Ludowcy grożą, że zemszczą się jeżeli ugrupowanie Donalda Tuska złoży projekt ustawy zawieszającej finansowanie partii z budżetu. Zemsta ma polegać na zaproponowaniu własnego projektu. Sprawa ma się rozstrzygnąć już dziś - donosi dziennikarz RMF FM Konrad Piasecki.

W tym starciu, teoretycznie mniejszy nie ma szans, ale jeśli wojna wybuchnie, to raczej ten większy będzie musiał zrejterować. Problemem Platformy jest bowiem to, że w tych utarczkach o budżetowe finansowanie jest samotna jak palec. Pomysł, by na fali kryzysu przestać wypłacać partiom subwencje, budzi wśród wszystkich ugrupowań uczucia jawnie wrogie.

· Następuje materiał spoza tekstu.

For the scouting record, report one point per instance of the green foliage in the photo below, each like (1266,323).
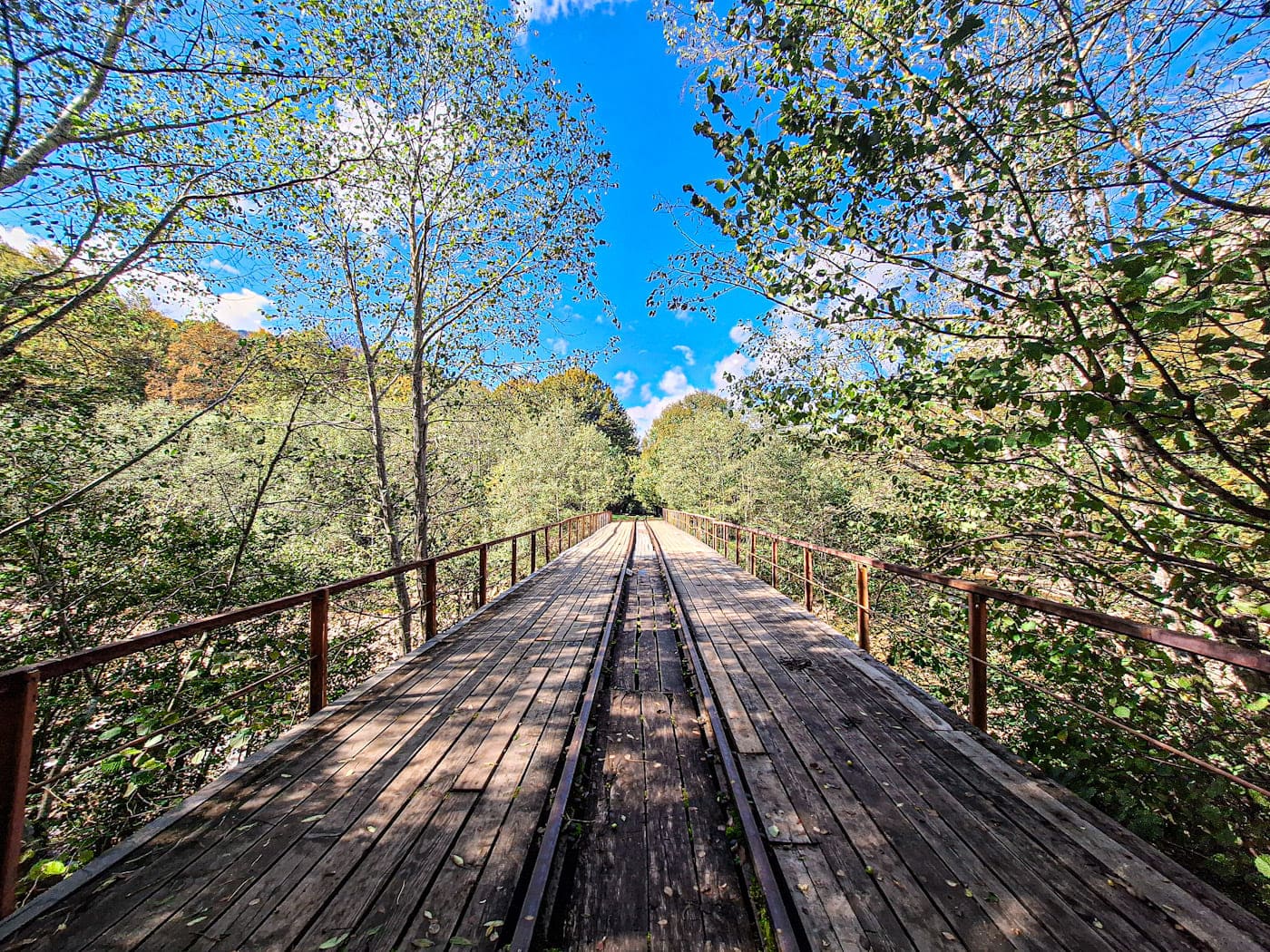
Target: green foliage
(1021,251)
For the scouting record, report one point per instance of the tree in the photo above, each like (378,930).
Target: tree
(475,215)
(1028,243)
(137,140)
(586,393)
(200,365)
(554,466)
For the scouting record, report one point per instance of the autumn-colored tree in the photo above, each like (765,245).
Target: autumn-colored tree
(200,365)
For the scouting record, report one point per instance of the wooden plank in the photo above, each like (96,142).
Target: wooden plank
(675,914)
(1081,933)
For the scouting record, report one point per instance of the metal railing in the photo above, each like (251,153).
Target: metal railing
(19,687)
(743,543)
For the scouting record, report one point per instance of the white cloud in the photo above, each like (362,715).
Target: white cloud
(625,384)
(734,364)
(548,10)
(216,264)
(673,386)
(187,297)
(644,414)
(241,310)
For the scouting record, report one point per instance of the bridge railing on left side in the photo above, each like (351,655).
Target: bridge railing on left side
(37,733)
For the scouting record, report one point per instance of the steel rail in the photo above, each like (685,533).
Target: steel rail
(777,908)
(19,687)
(111,651)
(531,908)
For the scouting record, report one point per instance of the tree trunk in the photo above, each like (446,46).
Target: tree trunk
(387,508)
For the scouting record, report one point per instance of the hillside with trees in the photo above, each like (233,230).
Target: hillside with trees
(1015,283)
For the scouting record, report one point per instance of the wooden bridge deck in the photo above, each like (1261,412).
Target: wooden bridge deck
(409,814)
(892,825)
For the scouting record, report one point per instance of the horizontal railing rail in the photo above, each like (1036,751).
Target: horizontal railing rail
(19,687)
(724,536)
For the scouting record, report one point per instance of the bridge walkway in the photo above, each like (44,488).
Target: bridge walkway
(399,819)
(893,824)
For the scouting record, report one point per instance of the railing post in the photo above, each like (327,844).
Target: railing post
(483,592)
(429,592)
(980,662)
(863,607)
(806,578)
(18,694)
(319,621)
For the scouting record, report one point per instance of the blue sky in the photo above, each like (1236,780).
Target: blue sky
(644,101)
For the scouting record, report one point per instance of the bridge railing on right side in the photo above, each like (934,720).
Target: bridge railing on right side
(1133,716)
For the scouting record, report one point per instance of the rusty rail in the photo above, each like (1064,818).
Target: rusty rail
(19,687)
(719,533)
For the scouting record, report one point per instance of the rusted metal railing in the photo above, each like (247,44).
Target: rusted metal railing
(19,687)
(980,598)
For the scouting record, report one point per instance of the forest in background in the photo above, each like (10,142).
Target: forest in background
(1018,268)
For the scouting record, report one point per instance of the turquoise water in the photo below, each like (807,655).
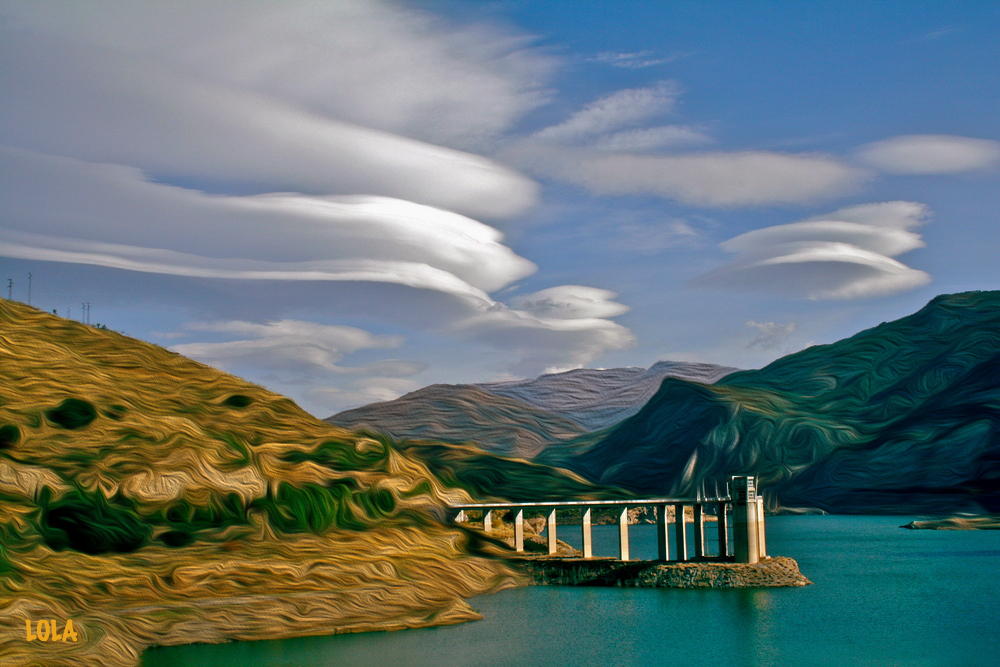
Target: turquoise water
(881,596)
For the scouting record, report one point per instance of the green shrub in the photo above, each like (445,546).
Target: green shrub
(72,414)
(177,538)
(340,455)
(238,401)
(9,436)
(89,523)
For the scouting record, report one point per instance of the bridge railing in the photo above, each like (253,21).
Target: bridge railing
(746,507)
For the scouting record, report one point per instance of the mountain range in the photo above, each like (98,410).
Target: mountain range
(900,418)
(521,418)
(157,501)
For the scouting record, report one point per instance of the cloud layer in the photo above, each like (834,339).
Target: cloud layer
(931,154)
(606,149)
(846,254)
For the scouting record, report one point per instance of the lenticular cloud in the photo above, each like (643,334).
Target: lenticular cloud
(846,254)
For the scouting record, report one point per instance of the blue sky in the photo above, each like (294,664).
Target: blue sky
(346,201)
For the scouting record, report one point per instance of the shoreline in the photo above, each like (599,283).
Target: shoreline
(769,572)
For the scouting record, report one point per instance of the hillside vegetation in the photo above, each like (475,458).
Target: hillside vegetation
(154,500)
(901,418)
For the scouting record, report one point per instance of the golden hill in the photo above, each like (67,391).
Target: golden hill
(153,500)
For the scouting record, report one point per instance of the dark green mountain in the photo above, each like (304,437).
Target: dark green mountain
(904,417)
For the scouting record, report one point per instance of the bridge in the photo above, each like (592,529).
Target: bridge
(743,504)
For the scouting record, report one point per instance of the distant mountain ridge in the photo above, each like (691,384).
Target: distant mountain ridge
(901,417)
(598,398)
(463,413)
(523,417)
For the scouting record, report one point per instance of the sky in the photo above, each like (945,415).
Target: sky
(345,201)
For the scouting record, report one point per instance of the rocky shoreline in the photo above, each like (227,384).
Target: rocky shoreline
(556,571)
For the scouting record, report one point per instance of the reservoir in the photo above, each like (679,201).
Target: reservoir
(881,595)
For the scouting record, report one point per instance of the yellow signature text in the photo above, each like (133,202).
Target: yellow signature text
(46,630)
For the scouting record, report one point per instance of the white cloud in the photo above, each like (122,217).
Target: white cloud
(571,302)
(631,60)
(772,335)
(620,109)
(302,356)
(717,179)
(331,400)
(652,138)
(563,327)
(373,63)
(846,254)
(58,209)
(931,154)
(93,105)
(291,346)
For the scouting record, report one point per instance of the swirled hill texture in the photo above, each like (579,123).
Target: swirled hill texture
(154,500)
(903,417)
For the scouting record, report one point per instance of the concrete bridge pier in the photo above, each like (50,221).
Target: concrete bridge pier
(680,534)
(761,550)
(550,525)
(662,533)
(588,541)
(699,531)
(723,527)
(623,534)
(746,529)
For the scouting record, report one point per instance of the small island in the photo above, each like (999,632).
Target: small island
(959,522)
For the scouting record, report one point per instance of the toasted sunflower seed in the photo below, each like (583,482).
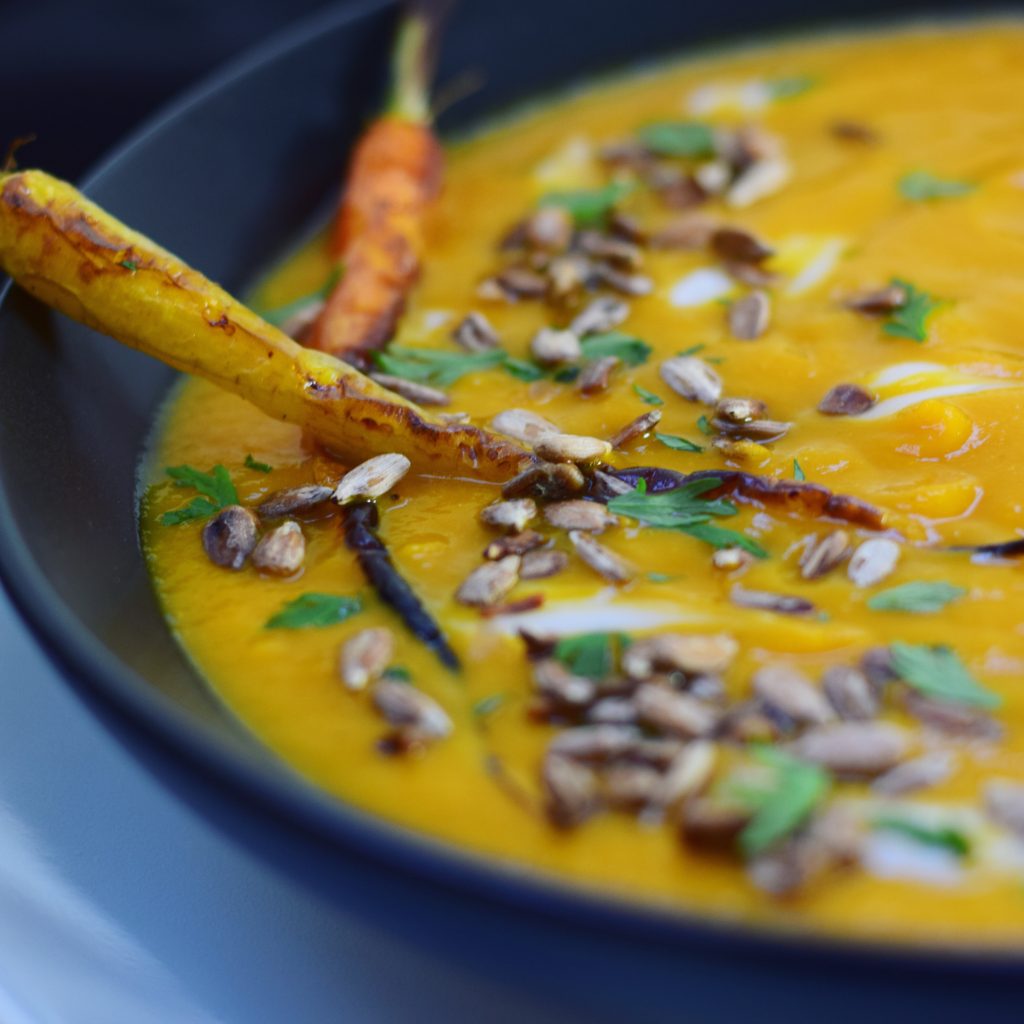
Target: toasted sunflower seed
(281,551)
(422,394)
(636,428)
(599,558)
(522,425)
(551,347)
(692,378)
(570,448)
(872,561)
(750,315)
(488,583)
(600,315)
(372,478)
(228,539)
(822,554)
(785,689)
(475,334)
(513,515)
(365,656)
(846,399)
(294,501)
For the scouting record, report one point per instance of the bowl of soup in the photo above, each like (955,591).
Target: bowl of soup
(723,691)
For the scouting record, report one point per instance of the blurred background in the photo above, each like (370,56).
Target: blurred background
(80,74)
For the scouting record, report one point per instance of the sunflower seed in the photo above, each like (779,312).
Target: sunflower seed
(872,561)
(372,478)
(636,428)
(822,554)
(600,315)
(846,399)
(579,514)
(522,425)
(785,689)
(552,347)
(692,379)
(296,500)
(281,551)
(488,583)
(570,448)
(749,316)
(596,376)
(365,656)
(422,394)
(228,539)
(511,515)
(599,558)
(853,749)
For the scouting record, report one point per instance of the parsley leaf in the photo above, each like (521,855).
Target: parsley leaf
(260,467)
(918,596)
(938,672)
(647,396)
(795,790)
(589,207)
(909,320)
(678,138)
(314,610)
(678,443)
(631,350)
(922,186)
(215,485)
(589,654)
(944,837)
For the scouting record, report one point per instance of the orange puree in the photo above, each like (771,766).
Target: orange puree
(936,454)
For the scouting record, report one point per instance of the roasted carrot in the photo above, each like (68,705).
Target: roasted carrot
(70,253)
(393,177)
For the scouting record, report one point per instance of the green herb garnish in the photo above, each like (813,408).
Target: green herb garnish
(791,796)
(938,672)
(684,510)
(678,443)
(923,186)
(647,396)
(216,487)
(910,320)
(631,350)
(260,467)
(944,837)
(678,138)
(919,596)
(314,610)
(589,207)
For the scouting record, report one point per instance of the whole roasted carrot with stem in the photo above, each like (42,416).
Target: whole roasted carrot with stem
(70,253)
(393,177)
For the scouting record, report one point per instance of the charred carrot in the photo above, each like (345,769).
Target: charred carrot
(393,177)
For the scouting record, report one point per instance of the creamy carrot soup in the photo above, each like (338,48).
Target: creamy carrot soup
(784,689)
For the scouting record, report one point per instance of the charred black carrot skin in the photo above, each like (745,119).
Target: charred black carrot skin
(360,521)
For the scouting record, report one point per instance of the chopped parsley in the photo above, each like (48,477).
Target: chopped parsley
(909,321)
(589,207)
(938,672)
(678,138)
(314,610)
(260,467)
(215,486)
(678,443)
(919,596)
(923,186)
(647,396)
(684,509)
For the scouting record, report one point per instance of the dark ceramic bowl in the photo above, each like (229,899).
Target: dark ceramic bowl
(223,178)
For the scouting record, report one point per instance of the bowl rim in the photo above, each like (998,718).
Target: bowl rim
(273,791)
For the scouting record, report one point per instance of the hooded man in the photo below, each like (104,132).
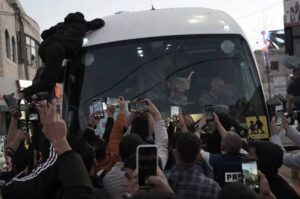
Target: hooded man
(269,157)
(62,41)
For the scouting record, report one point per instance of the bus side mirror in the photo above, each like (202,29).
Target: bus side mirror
(274,104)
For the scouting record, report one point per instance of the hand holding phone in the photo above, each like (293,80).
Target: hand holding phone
(139,106)
(250,174)
(98,109)
(112,101)
(209,112)
(174,113)
(279,117)
(147,163)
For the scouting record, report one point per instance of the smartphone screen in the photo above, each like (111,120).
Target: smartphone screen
(279,117)
(209,111)
(33,117)
(112,101)
(23,115)
(174,113)
(98,107)
(147,162)
(138,106)
(23,126)
(250,174)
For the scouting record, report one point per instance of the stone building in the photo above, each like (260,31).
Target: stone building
(19,41)
(275,79)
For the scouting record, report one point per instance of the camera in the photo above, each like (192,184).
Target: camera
(97,108)
(174,113)
(209,111)
(38,97)
(112,101)
(139,106)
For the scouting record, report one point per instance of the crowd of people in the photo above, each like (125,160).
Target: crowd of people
(57,165)
(45,161)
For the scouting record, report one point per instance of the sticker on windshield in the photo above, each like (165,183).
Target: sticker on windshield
(257,127)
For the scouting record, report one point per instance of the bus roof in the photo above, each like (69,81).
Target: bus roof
(163,22)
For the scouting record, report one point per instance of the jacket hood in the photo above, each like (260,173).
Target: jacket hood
(270,157)
(74,17)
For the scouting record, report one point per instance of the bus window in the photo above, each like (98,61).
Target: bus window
(188,71)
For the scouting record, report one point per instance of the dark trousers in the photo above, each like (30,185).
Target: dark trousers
(52,54)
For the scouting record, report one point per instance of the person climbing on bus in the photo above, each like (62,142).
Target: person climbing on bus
(62,41)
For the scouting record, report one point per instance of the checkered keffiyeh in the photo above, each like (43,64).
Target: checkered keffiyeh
(190,182)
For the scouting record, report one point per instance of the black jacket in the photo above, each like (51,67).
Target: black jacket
(270,158)
(74,179)
(70,33)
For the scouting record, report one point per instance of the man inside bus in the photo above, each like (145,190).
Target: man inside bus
(293,95)
(62,41)
(215,94)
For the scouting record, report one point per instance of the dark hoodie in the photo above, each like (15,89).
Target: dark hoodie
(70,33)
(270,158)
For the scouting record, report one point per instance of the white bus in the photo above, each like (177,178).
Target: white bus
(188,57)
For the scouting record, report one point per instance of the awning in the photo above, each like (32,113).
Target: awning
(8,86)
(290,62)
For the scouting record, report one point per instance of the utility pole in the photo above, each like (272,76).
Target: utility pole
(23,57)
(267,60)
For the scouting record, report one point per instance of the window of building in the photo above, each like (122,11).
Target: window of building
(32,47)
(7,43)
(274,65)
(14,49)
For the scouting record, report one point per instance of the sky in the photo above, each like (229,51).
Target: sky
(253,15)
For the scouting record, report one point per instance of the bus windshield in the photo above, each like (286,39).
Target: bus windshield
(186,71)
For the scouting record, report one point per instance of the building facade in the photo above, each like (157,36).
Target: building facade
(275,77)
(19,42)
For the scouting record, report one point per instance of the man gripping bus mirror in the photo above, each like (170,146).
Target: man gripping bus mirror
(62,41)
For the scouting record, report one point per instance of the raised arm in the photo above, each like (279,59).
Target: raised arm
(160,132)
(219,126)
(74,180)
(13,127)
(117,131)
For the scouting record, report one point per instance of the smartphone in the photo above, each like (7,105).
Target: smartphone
(24,126)
(250,174)
(209,111)
(147,162)
(33,117)
(279,117)
(174,113)
(23,115)
(112,101)
(98,108)
(137,106)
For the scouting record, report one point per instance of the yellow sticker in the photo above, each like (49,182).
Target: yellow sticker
(257,127)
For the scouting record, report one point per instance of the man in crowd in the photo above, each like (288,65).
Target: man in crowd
(293,95)
(62,41)
(291,160)
(186,177)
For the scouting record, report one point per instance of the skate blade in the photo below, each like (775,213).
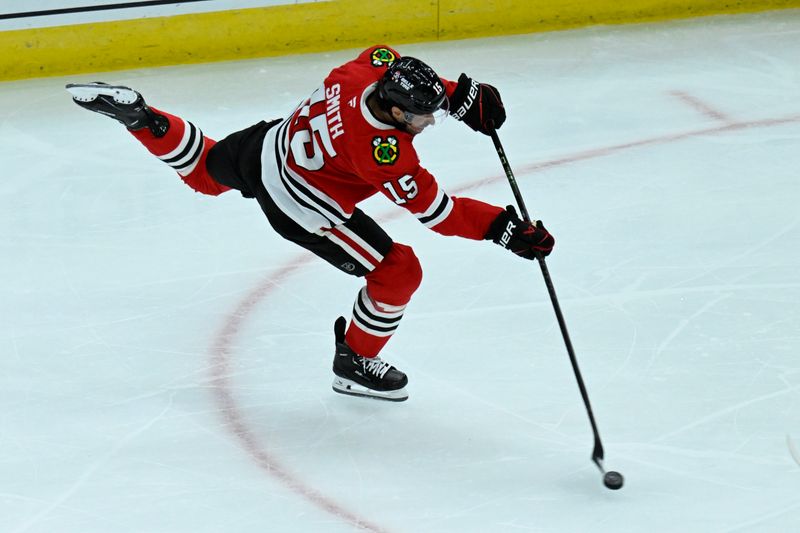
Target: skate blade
(345,386)
(89,91)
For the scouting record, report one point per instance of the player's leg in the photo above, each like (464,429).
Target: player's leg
(178,143)
(392,273)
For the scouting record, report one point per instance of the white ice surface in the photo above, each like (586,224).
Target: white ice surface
(166,357)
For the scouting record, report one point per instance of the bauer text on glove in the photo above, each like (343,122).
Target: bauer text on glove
(478,105)
(523,238)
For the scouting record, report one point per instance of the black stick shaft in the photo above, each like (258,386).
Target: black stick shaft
(597,453)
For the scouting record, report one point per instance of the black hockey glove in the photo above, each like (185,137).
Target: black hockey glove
(522,238)
(478,105)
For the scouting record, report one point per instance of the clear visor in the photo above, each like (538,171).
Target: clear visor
(419,121)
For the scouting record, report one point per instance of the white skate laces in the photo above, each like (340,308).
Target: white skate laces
(375,366)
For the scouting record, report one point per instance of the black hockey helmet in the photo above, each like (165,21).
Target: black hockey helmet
(412,86)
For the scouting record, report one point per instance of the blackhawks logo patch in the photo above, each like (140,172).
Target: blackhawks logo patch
(382,56)
(385,151)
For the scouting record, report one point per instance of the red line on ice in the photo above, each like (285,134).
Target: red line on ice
(221,350)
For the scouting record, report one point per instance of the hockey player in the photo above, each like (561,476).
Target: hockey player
(351,139)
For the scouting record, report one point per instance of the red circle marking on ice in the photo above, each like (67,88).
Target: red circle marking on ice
(221,348)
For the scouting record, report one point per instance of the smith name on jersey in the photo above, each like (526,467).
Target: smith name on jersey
(332,153)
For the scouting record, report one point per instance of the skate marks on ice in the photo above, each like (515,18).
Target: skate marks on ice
(222,352)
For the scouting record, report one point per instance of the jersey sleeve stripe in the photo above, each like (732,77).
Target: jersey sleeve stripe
(192,164)
(438,212)
(189,134)
(191,158)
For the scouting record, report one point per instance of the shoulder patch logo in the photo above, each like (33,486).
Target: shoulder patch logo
(382,56)
(385,151)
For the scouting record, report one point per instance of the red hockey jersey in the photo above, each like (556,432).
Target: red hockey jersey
(332,153)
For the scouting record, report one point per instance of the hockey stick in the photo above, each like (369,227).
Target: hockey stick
(793,450)
(612,480)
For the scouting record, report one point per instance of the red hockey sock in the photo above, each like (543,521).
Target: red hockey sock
(380,305)
(185,149)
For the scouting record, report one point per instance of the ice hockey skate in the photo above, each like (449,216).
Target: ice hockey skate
(120,103)
(369,377)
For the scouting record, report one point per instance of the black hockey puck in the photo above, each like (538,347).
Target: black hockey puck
(613,480)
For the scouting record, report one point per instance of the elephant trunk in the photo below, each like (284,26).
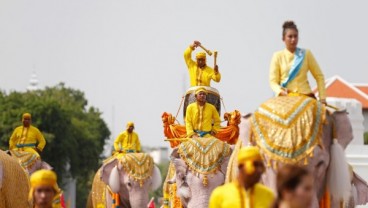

Inaczej jest z ofertą PSL, który mówi nie o zawieszeniu, a o ograniczeniu finansowania i zyskuje delikatny poklask w PiS i SLD. Pawlak w tej sprawie czuje się tak pewny siebie, że pozwala sobie na publiczne uszczypliwości i złośliwości pod adresem koalicjanta. Platforma jakoś je przełyka, ale dziś będzie musiała zdecydować, czy bardziej zależy jej na jakichkolwiek oszczędnościach, czy też na propagandowym efekcie i udowadnianiu, że próbuje zrealizować swoje odwieczne zapowiedzi.